Validation of epitope-enriched regions

HEK293T cells stably expressing the pHAGE_EF1a_ICADCR, pHAGE_EF1a_IFPGZB, and pHAGE_EF1aHLA vectors (HLA-A*02:01 were separately overexpressed in HEK293T cells)⁵⁶ were transfected with plasmids encoding the computationally predicted epitope-enriched regions of each MPXV protein. At 36 h post-transfection, 1 million HEK293T cells were cocultured with 0.2 million CD8⁺ T cells from MPX-EPs immunized mice for 12 h, after which IFP-positive target cells were sorted and analyzed with FlowJo V_10 software.

MPXV challenge studies

Immunized, plasma, or T cells transfused mice were challenged with MPXV in the following experiments to evaluate immune protection efficacy. (1). BALB/c mice (male and female, 3 weeks) randomly allocated into groups (n = 6) were transfused with 200 μl of the plasma collected from Mix-12, Mix-8, Mix-4, or PBS vaccinated mice (under animal immunization b.). Two hours later, the transfused mice were intranasally inoculated with MPXV at the dose of 1.0 × 10⁶ PFU. Mice were sacrificed at 4 days post-infection to collect lungs for viral load quantification by a plaque assay. (2). BALB/c mice (male and female, 3 weeks) randomly allocated into groups (n = 6) were transfused with 2.0 × 10⁷ CD8⁺ or CD4⁺ T cells sorted from immunized mice collected from Mix-12, Mix-8, Mix-4, or PBS vaccinated mice (under animal immunization b.). Six hours later, the transfused mice were intranasally inoculated with MPXV at the dose of 1.0 × 10⁶ PFU. Mice were sacrificed at 4 days post-infection to collect lungs for viral load quantification by a plaque assay. (3).

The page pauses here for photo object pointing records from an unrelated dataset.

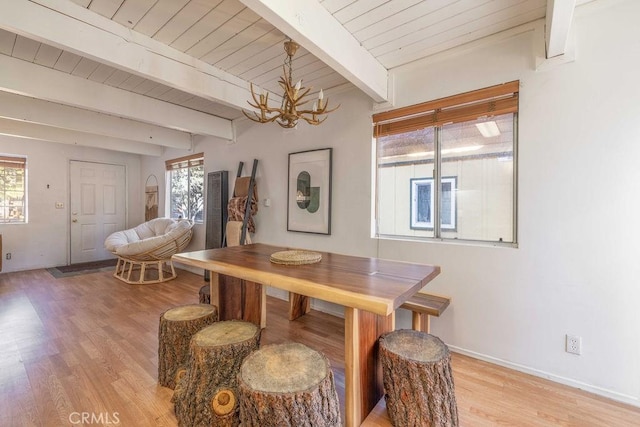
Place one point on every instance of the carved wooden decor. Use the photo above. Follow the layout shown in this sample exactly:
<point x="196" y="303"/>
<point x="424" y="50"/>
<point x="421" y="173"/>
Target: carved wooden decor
<point x="177" y="326"/>
<point x="288" y="385"/>
<point x="418" y="381"/>
<point x="207" y="394"/>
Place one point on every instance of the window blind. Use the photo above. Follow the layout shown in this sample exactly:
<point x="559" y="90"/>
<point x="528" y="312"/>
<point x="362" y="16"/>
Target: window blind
<point x="490" y="101"/>
<point x="185" y="162"/>
<point x="13" y="162"/>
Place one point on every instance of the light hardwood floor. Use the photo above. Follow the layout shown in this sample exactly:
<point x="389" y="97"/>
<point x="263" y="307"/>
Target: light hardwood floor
<point x="87" y="346"/>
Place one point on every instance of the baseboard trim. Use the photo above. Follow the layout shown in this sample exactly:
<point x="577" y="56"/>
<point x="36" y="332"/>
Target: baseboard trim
<point x="603" y="392"/>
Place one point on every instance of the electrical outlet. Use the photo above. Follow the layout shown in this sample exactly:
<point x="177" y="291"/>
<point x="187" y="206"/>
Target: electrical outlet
<point x="573" y="344"/>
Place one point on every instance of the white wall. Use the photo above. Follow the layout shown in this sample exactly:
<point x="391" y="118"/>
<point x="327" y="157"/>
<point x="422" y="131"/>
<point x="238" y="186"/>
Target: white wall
<point x="44" y="241"/>
<point x="575" y="270"/>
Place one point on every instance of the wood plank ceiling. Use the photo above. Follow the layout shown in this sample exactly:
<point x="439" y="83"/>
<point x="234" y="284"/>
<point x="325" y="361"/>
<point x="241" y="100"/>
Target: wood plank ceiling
<point x="231" y="37"/>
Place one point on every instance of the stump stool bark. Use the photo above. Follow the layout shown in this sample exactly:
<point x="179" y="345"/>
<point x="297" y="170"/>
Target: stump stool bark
<point x="287" y="385"/>
<point x="177" y="326"/>
<point x="207" y="394"/>
<point x="417" y="378"/>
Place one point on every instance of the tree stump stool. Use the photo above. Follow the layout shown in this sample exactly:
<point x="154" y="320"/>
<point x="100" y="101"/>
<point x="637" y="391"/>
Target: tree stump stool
<point x="287" y="385"/>
<point x="207" y="394"/>
<point x="177" y="326"/>
<point x="418" y="381"/>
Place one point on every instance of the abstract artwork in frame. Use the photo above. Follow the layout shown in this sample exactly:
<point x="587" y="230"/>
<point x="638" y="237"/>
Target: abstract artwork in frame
<point x="309" y="194"/>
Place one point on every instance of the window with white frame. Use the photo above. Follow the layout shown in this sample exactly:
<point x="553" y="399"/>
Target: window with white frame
<point x="185" y="181"/>
<point x="422" y="198"/>
<point x="446" y="169"/>
<point x="13" y="189"/>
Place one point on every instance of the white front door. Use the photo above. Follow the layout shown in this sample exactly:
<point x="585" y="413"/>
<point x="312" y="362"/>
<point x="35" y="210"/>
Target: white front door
<point x="97" y="207"/>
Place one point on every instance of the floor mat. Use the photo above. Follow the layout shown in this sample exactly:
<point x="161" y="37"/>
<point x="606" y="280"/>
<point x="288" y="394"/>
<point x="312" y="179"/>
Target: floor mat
<point x="82" y="268"/>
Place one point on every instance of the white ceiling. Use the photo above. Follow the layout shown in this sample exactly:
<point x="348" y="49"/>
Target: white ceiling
<point x="191" y="60"/>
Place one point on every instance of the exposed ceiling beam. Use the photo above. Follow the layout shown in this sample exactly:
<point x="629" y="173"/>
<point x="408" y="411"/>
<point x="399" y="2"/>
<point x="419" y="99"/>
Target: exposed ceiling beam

MPX–EPs (3 μg) or PBS immunized HLA-A*02:01/DR1 transgenic mice (n = 6 under animal immunization c.) were injected intraperitoneally with an anti-mouse anti-CD8-α (IgG2b) mAb (Bio X Cell, Cat. No# BE0061, 100 μg/mouse) or IgG2b isotype control mAb (Bio X Cell, Cat. No# BE0090, 100 μg/mouse) on Days-1 and 0 of the challenge. Peripheral blood cells were collected for the evaluation of CD8⁺ T-cell depletion by flow cytometry on the day of the challenge. The mice were intranasally inoculated with MPXV (1.0 × 10⁷ PFU), and half of the mice were sacrificed at 4 days post-infection. The lung tissues were collected for viral load detection by a plaque assay and pathological analysis. (4). Mice immunized using the synergistic strategy (n = 5, HLA-A*02:01/DR1 transgenic mouse under animal immunization d.) were intranasally inoculated with MPXV (1.0 × 10⁷ PFU). The challenged mice per group were sacrificed at 4 days post-infection to collect lung tissues for viral loads and pathological analysis. All procedures adhered to institutional guidelines for animal use and care.

Histopathological assay

Lung tissues collected from challenged mice were immediately fixed in 10% neutral-buffered formalin without inflation, and embedded in paraffin. Approximately 5-μm sections were cut and mounted on slides. Histopathological changes caused by MPXV infection were examined by standard hematoxylin and eosin (H&E) staining and viewed under a light microscope. H&E-stained lung tissue sections were blindly examined and scored by trained histo-pathologists.

Statistics

Statistical analyzes were conducted using Prism 8.0 (GraphPad software). Student’s t-test was used for pairwise comparisons. Group comparisons were executed using one-way ANOVA, followed by Tukey’s multiple comparison post-hoc tests. Specific details regarding the statistical methods and results were provided in the figure legends.

Reporting summary

Further information on research design is available in the Nature Portfolio Reporting Summary linked to this article.